The EU and the United States froze hundreds of millions of dollars in direct aid to the Palestinian government after the Islamic militant group Hamas won legislative elections in January. Washington and the EU list Hamas as a terrorist organization and have demanded the group renounce violence and recognize Israel.

Abbas said he hoped to start a "national dialogue" in the next few days that could lead the Hamas government "to amend its platform" and conform with commitments to the peace process made by the previous Palestinian administration.

"Our approach needs the support of the international community," Abbas told the EU assembly. "The new government must be given the given the chance to adapt to the basic requirements of the international community."

He warned of dire consequences if the Israeli government goes ahead with plans to impose a border on the Palestinians.

"The attempt to implement these unilateral projects will destroy any remaining hope of reviving the peace process," Abbas said. "It will also lead to another bitter era of tension and conflict for which peoples in this region have, for decades, paid a heavy price."

EU foreign ministers on Monday said the bloc was moving swiftly ahead with plans to get financial aid to the Palestinians without it reaching the Hamas government. External Relations Commissioner Benita Ferrero-Waldner said a temporary trust fund to handle the money could be set up as early as June.

The aid cutoff, along with Israel's decision to withhold the transfer of more than $50 million in monthly tax revenues it collects on behalf of the Palestinians, has plunged the West Bank and Gaza into a financial crisis.

To try to get around Hamas, the EU and its three partners in the so-called Quartet of Middle East negotiators — Russia, the United States and the United Nations — decided last week to try to funnel aid through a temporary trust fund. Abbas welcomed that decision.

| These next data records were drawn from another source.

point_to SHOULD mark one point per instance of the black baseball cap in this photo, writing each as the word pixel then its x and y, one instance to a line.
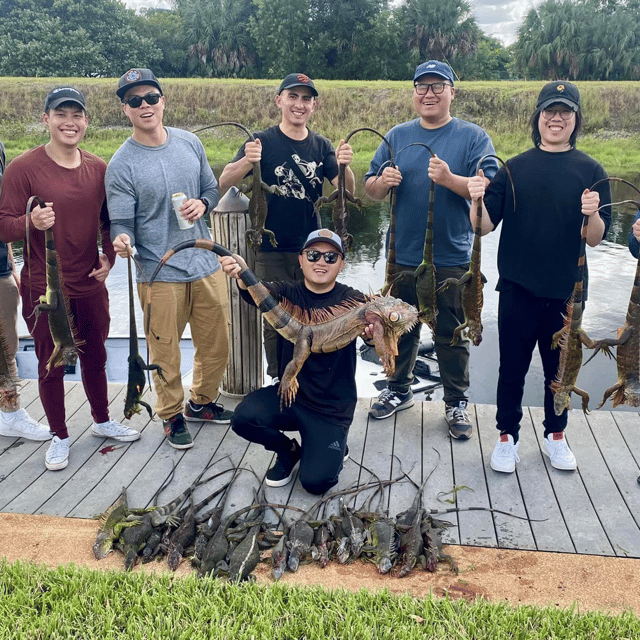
pixel 297 80
pixel 324 235
pixel 559 91
pixel 63 93
pixel 134 78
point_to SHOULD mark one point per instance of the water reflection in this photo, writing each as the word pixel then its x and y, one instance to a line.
pixel 611 269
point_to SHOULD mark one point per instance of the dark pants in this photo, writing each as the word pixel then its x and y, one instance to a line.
pixel 258 419
pixel 91 319
pixel 453 361
pixel 524 321
pixel 275 266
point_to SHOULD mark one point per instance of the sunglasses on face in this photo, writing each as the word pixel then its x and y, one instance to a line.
pixel 150 98
pixel 436 87
pixel 330 257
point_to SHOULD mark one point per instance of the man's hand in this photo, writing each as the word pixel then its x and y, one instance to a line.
pixel 43 217
pixel 101 273
pixel 590 202
pixel 122 245
pixel 192 209
pixel 344 153
pixel 253 151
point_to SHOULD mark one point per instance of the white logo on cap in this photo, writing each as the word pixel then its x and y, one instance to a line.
pixel 133 76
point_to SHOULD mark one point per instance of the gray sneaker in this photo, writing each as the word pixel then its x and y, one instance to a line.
pixel 457 418
pixel 389 402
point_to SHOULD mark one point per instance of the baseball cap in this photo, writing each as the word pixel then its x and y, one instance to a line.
pixel 134 78
pixel 434 68
pixel 63 93
pixel 324 235
pixel 559 91
pixel 297 80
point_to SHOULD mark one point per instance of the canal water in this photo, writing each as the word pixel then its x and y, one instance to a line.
pixel 611 269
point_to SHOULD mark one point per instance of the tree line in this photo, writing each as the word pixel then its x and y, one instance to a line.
pixel 330 39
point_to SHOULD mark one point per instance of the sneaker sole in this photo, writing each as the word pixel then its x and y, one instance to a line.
pixel 57 466
pixel 9 433
pixel 388 415
pixel 279 483
pixel 215 420
pixel 131 438
pixel 179 446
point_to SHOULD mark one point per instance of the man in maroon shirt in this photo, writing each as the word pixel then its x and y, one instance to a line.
pixel 71 183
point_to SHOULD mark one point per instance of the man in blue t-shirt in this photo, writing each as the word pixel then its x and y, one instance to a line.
pixel 458 146
pixel 14 421
pixel 297 160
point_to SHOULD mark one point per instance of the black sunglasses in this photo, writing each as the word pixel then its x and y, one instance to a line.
pixel 150 98
pixel 330 257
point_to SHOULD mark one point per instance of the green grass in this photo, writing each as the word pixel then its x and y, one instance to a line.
pixel 70 602
pixel 611 127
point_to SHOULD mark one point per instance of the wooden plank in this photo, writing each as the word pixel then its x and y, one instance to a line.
pixel 436 436
pixel 539 498
pixel 29 461
pixel 470 464
pixel 43 484
pixel 584 526
pixel 616 510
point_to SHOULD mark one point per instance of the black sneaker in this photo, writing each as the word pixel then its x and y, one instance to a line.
pixel 458 420
pixel 211 412
pixel 281 472
pixel 389 402
pixel 177 434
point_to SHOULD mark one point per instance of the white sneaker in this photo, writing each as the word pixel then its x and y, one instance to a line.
pixel 555 447
pixel 115 430
pixel 57 454
pixel 20 424
pixel 505 455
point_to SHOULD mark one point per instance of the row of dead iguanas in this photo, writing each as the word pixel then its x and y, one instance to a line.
pixel 232 544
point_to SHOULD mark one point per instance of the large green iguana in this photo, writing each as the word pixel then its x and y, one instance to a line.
pixel 320 331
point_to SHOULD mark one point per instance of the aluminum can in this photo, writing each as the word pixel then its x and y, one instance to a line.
pixel 176 200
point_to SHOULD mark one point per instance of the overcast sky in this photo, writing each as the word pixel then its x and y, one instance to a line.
pixel 497 18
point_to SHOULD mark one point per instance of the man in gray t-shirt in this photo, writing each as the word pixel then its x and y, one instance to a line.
pixel 150 166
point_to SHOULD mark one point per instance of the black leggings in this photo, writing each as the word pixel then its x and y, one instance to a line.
pixel 258 419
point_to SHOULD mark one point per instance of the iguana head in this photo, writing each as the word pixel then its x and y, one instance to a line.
pixel 391 318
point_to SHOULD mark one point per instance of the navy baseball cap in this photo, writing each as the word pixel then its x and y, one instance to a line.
pixel 324 235
pixel 134 78
pixel 559 91
pixel 434 68
pixel 297 80
pixel 63 93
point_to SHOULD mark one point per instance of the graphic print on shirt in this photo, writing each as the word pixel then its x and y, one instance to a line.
pixel 290 183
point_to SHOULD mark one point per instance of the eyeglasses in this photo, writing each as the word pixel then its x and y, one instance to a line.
pixel 436 87
pixel 330 257
pixel 150 98
pixel 565 114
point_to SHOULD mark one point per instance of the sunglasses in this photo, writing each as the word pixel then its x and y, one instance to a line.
pixel 150 98
pixel 330 257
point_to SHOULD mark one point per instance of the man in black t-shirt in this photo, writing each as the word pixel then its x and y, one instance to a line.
pixel 297 160
pixel 326 399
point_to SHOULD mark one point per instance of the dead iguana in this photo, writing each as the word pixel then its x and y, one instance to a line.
pixel 318 332
pixel 258 199
pixel 137 366
pixel 54 303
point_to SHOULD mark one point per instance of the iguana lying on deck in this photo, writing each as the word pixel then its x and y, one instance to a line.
pixel 319 331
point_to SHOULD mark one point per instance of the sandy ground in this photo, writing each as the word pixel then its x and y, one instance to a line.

"I would like the mechanism approved by the Quartet last week implemented as soon as possible so we can avoid this catastrophe," Abbas told a news conference after his speech.

The fund would be held by an international organization such as the World Bank, the International Monetary Fund or the United Nations and jointly controlled by the Quartet members to avoid direct contact with Hamas.

Abbas said a prolonged suspension of international aid and Israeli tax transfers would leave 160,000 public sector workers without salaries in Gaza and the West Bank.

"Life will be frozen and then there will be an explosion of anger and this would lead to a chaotic situation of which we cannot foresee the results," he said.

"Don't allow the Palestinian people to reach such a level," he added in an appeal to the EU. "Even if there is a government that does not meet international requirements, you should not punish the people."

The EU says it will only revive direct aid to the Palestinian Authority if Hamas renounces violence, recognizes the state of Israel and signs up to earlier peace agreements. Abbas, whose Fatah party was defeated in the January elections, has been prodding the new Hamas government to change its violently anti-Israel position.

"I have asked the new government to amend its platform in order to conform to these international commitments," Abbas told the EU parliament. "We are in a continued dialogue that will take us to an expanded national dialogue in a few days. I hope that this will lead us to the required process of amendment."